Atsumu butta fuori l’aria solo quando gira l’angolo. Sarebbe ipocrita con se stesso se non ammettesse che è stata dura.
- Com’è andata? -
- Oh, mio Dio Omi! Perché mi sbuchi sempre fuori all’improvviso cercando di farmi venire un infarto a soli 22 anni! -
Era così preso dal tirare il fiato che non si è accorto di Kiyoomi appoggiato alla parete, braccia incrociate al petto, che lo attendeva.
- Che bella idea, non capisco proprio come ho fatto a non pensarci prima. Ti tenderò agguati ad ogni angolo da adesso in poi. - beccandosi un’occhiataccia di biasimo.
- Comunque, per rispondere alla tua domanda, sono ancora tutto interno. - facendo una piroetta su se stesso per dimostrarglielo.
- Che peccato. -
- Omi… -
Sakusa è in grado di fiutar l’inquietudine nell’animo degli altri a chilometri di distanza e vorrebbe essere in qualche modo di conforto all’altro perché intuisce chiaramente che Atsumu, per quanto cerchi di non darlo a vedere, è comunque turbato dalla situazione che si è venuta a creare e che ha dovuto affrontare, ma non sa da che parte iniziare. Perché l’unica cosa che andrebbe fatta sarebbe un abbraccio (inizia a sudare freddo alla sola idea) o una pacca sulla spalla (già meglio ma gli vengono i conati di vomito solo a pensarci). E allora, che fare?
- Com’era la storia che mi stavo dicendo ieri? Dell’attore di Draco sulla battuta “tu sai leggere?” -
Atsumu si ferma, sbatte le ciglia interdetto per un istante, poi accenna un piccolo sorriso e inizia a spiegare.
Ha imparato a capire che ci sono tanti e diversi modi per prendersi cura degli altri, per dimostrare che ci si sta prendendo cura degli altri.
Così come avrebbe imparato che ci sono diversi modi di amare e di di farsi amare.
 

Anche Tobio butta fuori l’aria. Fa due tre respiri più profondi, sente le braccia che tremano ancora.
Hai i secondi contanti, letteralmente!, ma DEVE andare da Shoyo.
E Shoyo è lì, che lo attende, divorato dall’ansia.
E di nuovo, come la notte prima, il loro abbraccio vale più di mille parole. Promessa ed impegno, con loro stessi, di rendere ogni momento passato insieme, unico e speciale.

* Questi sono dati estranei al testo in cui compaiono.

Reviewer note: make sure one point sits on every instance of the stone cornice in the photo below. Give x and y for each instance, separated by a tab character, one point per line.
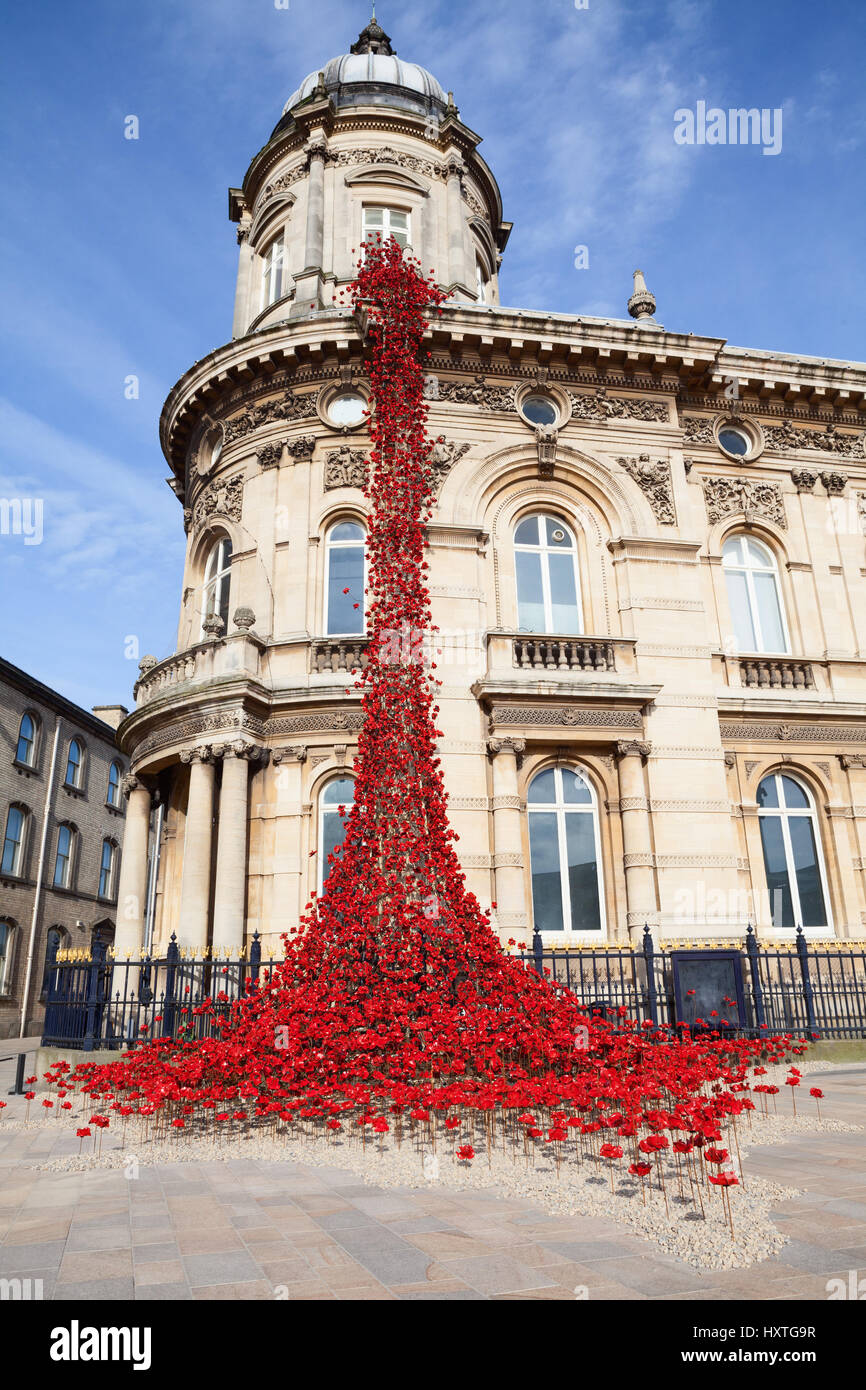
510	346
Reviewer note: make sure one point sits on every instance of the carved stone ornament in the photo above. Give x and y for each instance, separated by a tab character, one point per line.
203	754
270	455
444	455
601	406
345	467
288	755
698	430
804	478
289	406
241	748
387	154
243	619
545	442
726	496
223	498
788	437
652	477
834	483
506	745
633	748
488	398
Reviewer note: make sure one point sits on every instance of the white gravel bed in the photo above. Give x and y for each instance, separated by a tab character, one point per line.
702	1240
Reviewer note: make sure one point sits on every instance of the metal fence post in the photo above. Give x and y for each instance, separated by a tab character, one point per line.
96	987
538	951
802	950
173	955
255	957
751	948
651	975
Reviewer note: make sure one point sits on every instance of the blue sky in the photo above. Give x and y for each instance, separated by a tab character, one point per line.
118	257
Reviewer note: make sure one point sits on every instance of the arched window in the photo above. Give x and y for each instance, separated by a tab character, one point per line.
548	588
754	598
791	854
6	954
14	841
64	856
345	574
565	852
25	752
217	581
338	792
74	763
113	795
385	223
273	264
106	869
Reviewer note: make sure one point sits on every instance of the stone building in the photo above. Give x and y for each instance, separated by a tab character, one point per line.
63	815
647	565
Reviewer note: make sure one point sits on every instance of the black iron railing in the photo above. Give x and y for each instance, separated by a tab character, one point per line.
747	988
99	1002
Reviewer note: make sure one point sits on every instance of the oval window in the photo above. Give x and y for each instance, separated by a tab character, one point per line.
348	409
540	410
734	441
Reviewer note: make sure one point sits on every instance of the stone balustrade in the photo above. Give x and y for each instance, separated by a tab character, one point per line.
776	673
565	653
338	653
223	659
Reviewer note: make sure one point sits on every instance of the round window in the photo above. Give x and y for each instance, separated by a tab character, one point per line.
734	441
348	409
540	410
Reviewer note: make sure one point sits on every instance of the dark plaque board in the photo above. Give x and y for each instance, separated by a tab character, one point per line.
704	984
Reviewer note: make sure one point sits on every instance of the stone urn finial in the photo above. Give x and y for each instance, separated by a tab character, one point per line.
243	619
642	303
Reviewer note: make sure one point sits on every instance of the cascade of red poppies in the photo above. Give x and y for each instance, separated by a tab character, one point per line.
395	991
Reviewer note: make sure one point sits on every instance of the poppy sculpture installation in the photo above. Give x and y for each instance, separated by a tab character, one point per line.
396	1009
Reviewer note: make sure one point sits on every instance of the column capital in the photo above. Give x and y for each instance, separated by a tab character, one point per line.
316	148
241	748
203	754
291	754
633	748
506	745
132	783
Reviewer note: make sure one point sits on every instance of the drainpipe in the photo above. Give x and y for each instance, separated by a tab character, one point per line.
43	841
153	876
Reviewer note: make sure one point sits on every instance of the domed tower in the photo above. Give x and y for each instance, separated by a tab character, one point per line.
245	736
367	145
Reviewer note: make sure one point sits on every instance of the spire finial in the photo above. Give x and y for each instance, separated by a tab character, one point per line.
373	39
642	303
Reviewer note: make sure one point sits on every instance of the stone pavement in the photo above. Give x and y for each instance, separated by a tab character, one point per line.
249	1229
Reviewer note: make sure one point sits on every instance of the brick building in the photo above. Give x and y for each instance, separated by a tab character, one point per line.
61	818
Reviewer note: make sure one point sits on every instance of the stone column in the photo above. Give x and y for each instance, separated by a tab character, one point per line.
637	841
506	755
456	257
243	309
132	883
198	836
309	282
230	898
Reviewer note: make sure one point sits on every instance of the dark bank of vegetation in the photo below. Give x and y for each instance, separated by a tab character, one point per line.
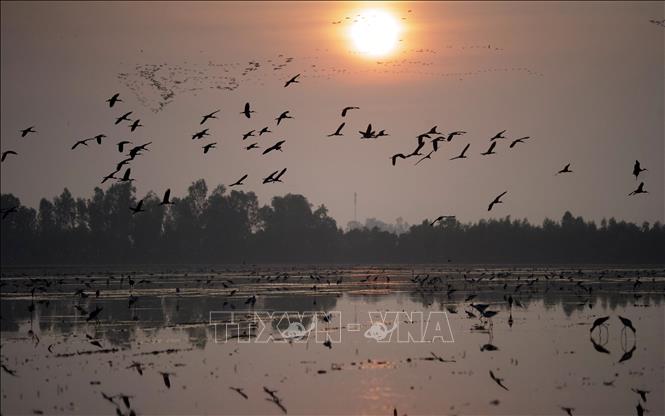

Cosa che avevano fatto fino ad allora.

 

FINE


 

*Postilla (secondo la tradizione giapponese, quando qualcuno fa dei riferimenti a te, si starnutisce)
Nel frattempo a Tokyo…
 

Etciuuuu
Tooru si gira nel letto, voltandosi dalla parte di Hajime, rabbrividendo e cercando tepore.
- Trashykawa se hai preso freddo ti ammazzo di pugni. -
La velocità di azione e reazione di Iwaizumi, che passa dal sonno alla veglia nel giro di 0.2, è sempre qualcosa di sorprendente.
- Iwa-chan son 23 anni che mi minacci di morte pestandomi, potresti cambiare tipo di minaccia? -
- Hah?! -
E quel tono fa venire i brividi a Tooru ogni volta, meglio tenersi cara la vita e tacere. Si accoccola meglio tra le braccia dell’altro, dove Hajime l’ha ulteriormente stretto a sé bruscamente quando l’ha sentito letteralmente ghiacciato. L’alzatore mugola tutto felice, stringendosi a lui.
- Iwa-chan… - gli soffia delicatamente sul collo, con tono di voce suadente, intrufolandogli le mani sotto alla maglia per iniziare ad accarezzargli la schiena in punta di dita – dato che ormai siamo svegli che ne dici se… -
- E poi ti domandi perché ti minaccio di pestarti sempre e comunque… hai le mani ghiacciate. -
- Ma Iwa, insomma! La mia era una proposta p0rn. -
- L’avevo capito, idiota! -
- E quindi...? -
Ma non riesce neanche a finir la frase che l’altro l’ha già fatto scivolare sotto di sé, in una chiara risposta.

 

FINE (davvero stavolta)

 

 

Ecco, adesso sono in lutto… sindrome da calzino spaiato. Dovrò ammazzarmi di rewatch (parte centocinquantamila) delle prime due stagioni, magari, per l’occasione, rileggermi anche il manga. *fissa la parete bianca davanti a sé*
E niente, con questa minilong mi sono innamorata ancor di più della KageHina. E finalmente son riuscita a regalare loro un rating arancione non sbiadito MUAHAAUHAUUU

Le ultime parole in mezzo a questi miei deliri senza senso, sono per tutti VOI che avete avuto la pazienza e la carineria di seguirmi fino a qui. Grazie, di cuore.